- Born: May 30, 1943 (age 82) Rio Piedras, Puerto Rico
- Education: University of Puerto Rico at Mayagüez, BS 1966 Columbia University, M.Arch. 1969 Northwestern University, Ph.D. 1986
- Occupations: Historian, engineer, academic
- Known for: Co-founder of CoHemis; publications on Puerto Rican industrial history

= Luis Fernando Pumarada O'Neill =

Puerto RIcan engineer and academic

Luis Fernando Pumarada O'Neill (born May 30, 1943) is a Puerto Rican engineer, historian, and academic known for his contributions to the history of engineering and industrial heritage in Puerto Rico. He is also a co-founder of CoHemis, a hemispheric center for education and applied science collaboration.

==Education==
Born at Rio Piedras, Puerto Rico, on May 30, 1943, Luis Pumarada completed his early education in San Juan and Rio Piedras. He earned a bachelor's degree in engineering from the University of Puerto Rico at Mayagüez (RUM) in 1966. While at the university, he joined the Beta chapter of the Phi Sigma Alpha fraternity in 1963.

He obtained a master's degree from Columbia University in architectural technology in 1969 and a Ph.D. from Northwestern University in urban systems and policy planning in 1986.

==Career==
Pumarada was an engineering professor at the University of Puerto Rico at Mayaguez from 1978 to 2005. In the university, he was a founding member of CoHemis in 1991, a hemispheric collaboration center based at the University of Puerto Rico at Mayagüez. By 1994, the organization had grown to include nineteen institutions from eleven countries, promoting cooperation in engineering and applied science research. He also represented the center in international delegations, including technical visits to most Latin American nations.

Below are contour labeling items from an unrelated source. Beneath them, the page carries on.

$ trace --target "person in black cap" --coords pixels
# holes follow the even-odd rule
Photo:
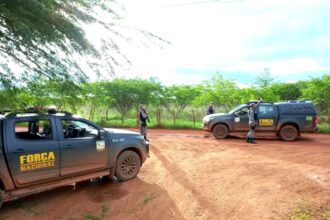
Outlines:
[[[140,119],[140,134],[143,135],[145,140],[148,140],[147,121],[149,122],[149,116],[143,105],[140,106],[139,119]]]
[[[260,104],[260,99],[257,103],[251,103],[250,104],[250,109],[248,111],[248,117],[249,117],[249,133],[246,136],[246,142],[250,144],[255,144],[256,142],[254,141],[254,133],[257,128],[257,113],[256,109],[258,105]]]
[[[212,102],[211,102],[210,105],[209,105],[209,107],[207,107],[206,114],[207,114],[207,115],[212,115],[212,114],[214,114],[214,113],[215,113],[215,111],[214,111],[214,108],[213,108],[213,106],[212,106]]]

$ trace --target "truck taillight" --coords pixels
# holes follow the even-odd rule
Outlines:
[[[317,116],[315,115],[313,117],[313,127],[315,128],[317,126]]]

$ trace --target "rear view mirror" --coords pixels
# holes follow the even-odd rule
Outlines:
[[[105,139],[105,131],[104,130],[99,130],[98,139],[100,139],[100,140]]]

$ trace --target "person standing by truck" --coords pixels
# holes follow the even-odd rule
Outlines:
[[[207,111],[206,111],[206,114],[207,114],[207,115],[212,115],[212,114],[215,113],[212,104],[213,104],[213,103],[211,102],[210,105],[209,105],[209,107],[207,107]]]
[[[145,140],[148,140],[147,121],[149,122],[149,116],[143,105],[140,106],[139,118],[140,118],[140,134],[143,135]]]
[[[250,108],[248,111],[248,117],[249,117],[249,133],[246,136],[246,142],[250,144],[255,144],[256,142],[254,141],[254,133],[255,129],[257,128],[257,121],[258,121],[258,116],[256,113],[256,109],[258,105],[260,104],[260,99],[257,103],[251,103]]]

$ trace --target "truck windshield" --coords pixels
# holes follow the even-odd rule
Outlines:
[[[246,104],[242,104],[242,105],[239,105],[237,106],[236,108],[234,108],[233,110],[231,110],[229,112],[229,114],[233,114],[234,112],[238,111],[239,109],[243,108],[243,107],[246,107],[247,105]]]

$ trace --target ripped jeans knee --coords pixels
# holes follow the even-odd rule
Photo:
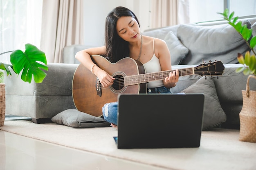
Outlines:
[[[106,104],[102,107],[104,119],[108,122],[117,125],[117,102]]]

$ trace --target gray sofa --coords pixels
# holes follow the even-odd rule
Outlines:
[[[250,28],[256,18],[244,20],[243,24]],[[226,23],[218,22],[175,25],[146,30],[143,34],[166,42],[173,69],[197,66],[203,60],[207,63],[210,60],[221,60],[225,67],[223,75],[218,78],[214,76],[207,78],[213,80],[221,107],[227,116],[222,126],[239,128],[239,113],[243,106],[241,90],[245,89],[247,76],[235,72],[236,69],[241,66],[238,64],[236,57],[238,52],[244,54],[249,49],[236,31]],[[253,29],[256,29],[256,26]],[[63,61],[66,63],[49,63],[49,71],[42,83],[29,84],[15,75],[6,76],[6,113],[31,117],[34,122],[40,123],[50,120],[62,111],[75,109],[72,81],[78,63],[74,54],[90,47],[65,47]],[[181,76],[177,85],[171,91],[173,93],[182,92],[201,77],[198,75]],[[250,85],[251,89],[256,89],[255,83]]]

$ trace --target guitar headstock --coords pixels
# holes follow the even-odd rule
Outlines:
[[[225,67],[220,61],[200,64],[194,68],[195,74],[204,76],[221,76]]]

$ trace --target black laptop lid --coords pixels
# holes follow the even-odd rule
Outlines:
[[[119,96],[119,148],[198,147],[204,96],[121,94]]]

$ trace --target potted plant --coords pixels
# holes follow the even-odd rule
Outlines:
[[[21,78],[25,81],[31,83],[32,75],[35,82],[41,83],[46,76],[42,69],[48,70],[45,54],[36,46],[29,44],[25,45],[25,51],[20,50],[8,51],[0,54],[11,52],[10,61],[11,64],[0,62],[0,70],[6,72],[7,76],[11,75],[9,68],[18,74],[21,73]],[[0,126],[3,125],[5,114],[5,85],[3,83],[4,74],[0,70]]]
[[[218,13],[222,15],[224,19],[227,20],[228,23],[241,35],[253,53],[251,55],[250,52],[247,51],[244,58],[242,54],[238,53],[238,61],[243,66],[236,69],[236,72],[243,72],[244,74],[249,75],[246,90],[242,91],[243,105],[239,113],[239,140],[256,143],[256,91],[250,90],[249,85],[250,78],[256,79],[256,53],[254,50],[256,46],[256,36],[252,36],[252,30],[248,29],[247,25],[242,25],[241,21],[237,22],[238,17],[233,18],[235,13],[234,12],[229,15],[228,9],[226,9],[223,13]]]

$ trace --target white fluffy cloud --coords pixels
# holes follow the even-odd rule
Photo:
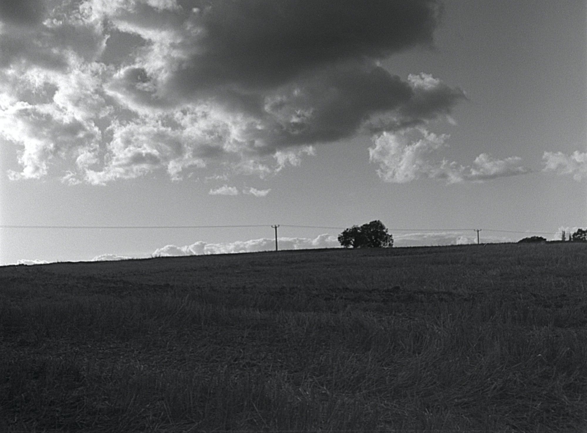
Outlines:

He had other interests, professional and social. He played an active role in Puerto Rico's basketball community, playing for the national team in 1965 and serving as apoderado (manager) for the BSN professional basketball team Atléticos de San Germán in 1977. Moreover, he volunteered his time as coach to teams of underprivileged youth in San Germán. He was an active member of the Puerto Rican Socialist Party in the 1970s, and was a victim of the political prosecution carried out by the FBI and the Puerto Rican Police that took the shape of illegal surveillance.

Pumarada wrote articles related to sports and politics for the newspaper Claridad under the pen name Americo León. He was also founder and first president and of a non-profit corporation for the study, exploration and conservation of caves in western Puerto Rico (Sociedad Avance Espeleológico, Inc.), and in this capacity helped in the mapping of one of the largest caves in the region, the Cueva del Viento, among many others.

In 1992, he founded and industrial archeology firm Arqueología Industrial de Puerto Rico that did consultant work as a means to preserve the industrial heritage of the island by making sure that industrial archaeological remains were documented and treated according to national and federal legislation.

==Publications==
He co-authored engineering publications, including work on reinforced concrete repair. He authored several books focused on Puerto Rican industrial and engineering history, including:

- La Carretera Central, un viaje escénico a la historia de Puerto Rico (Puerto Rico's Carretera Central, a Scenic Trip through History). Has an English language section. Oficina Estatal de Preservación Histórica, San Juan, 1997. 92 pages, illus. (with María de los Angeles Castro-Arroyo).
- Los túneles de San Germán: del abovedado a las leyendas ("The San Germán tunnels: from vaults to legends"). With the collaboration of Edwin Albino and Yesenia Pumarada. Has an English language section. Oficina Estatal de Preservación Histórica, San Juan, 1996. 84 pages, illus.
- Los puentes históricos de Puerto Rico ("Puerto Rico's Historic Bridges"), Mayaguez Campus Research and Development Center, Mayaguez, 1991. 168 pages, illus.
- La Industria Cafetalera de Puerto Rico, 1736-1969 ("The Puerto Rican Coffee Industry, 1736-1969"), Mayaguez Campus Research and evelopment Center, Mayaguez, 1990. 204 pages, illus. (2 editions).
- La central azucarera en Puerto Rico (1898-1952), Volumen I: Contexto histórico y tipología de sus elementos. San Juan: Oficina de Conservación Histórica.
- Imágenes de Arqueología Industrial de Puerto Rico ("Images from Puerto Rico's Industrial Archeology"). Oficina Estatal de Preservación Histórica, San Juan, 1996. CD-ROM produced by LARSIP, UPR-Mayagüez, 800 color slides.
- Breve Historia de las Obras de Ingenieria de Puerto Rico ("A Short History of the Engineering Works of Puerto Rico"), Colegio de Ingenieros y Agrimensores, San Juan, Puerto Rico, 1982.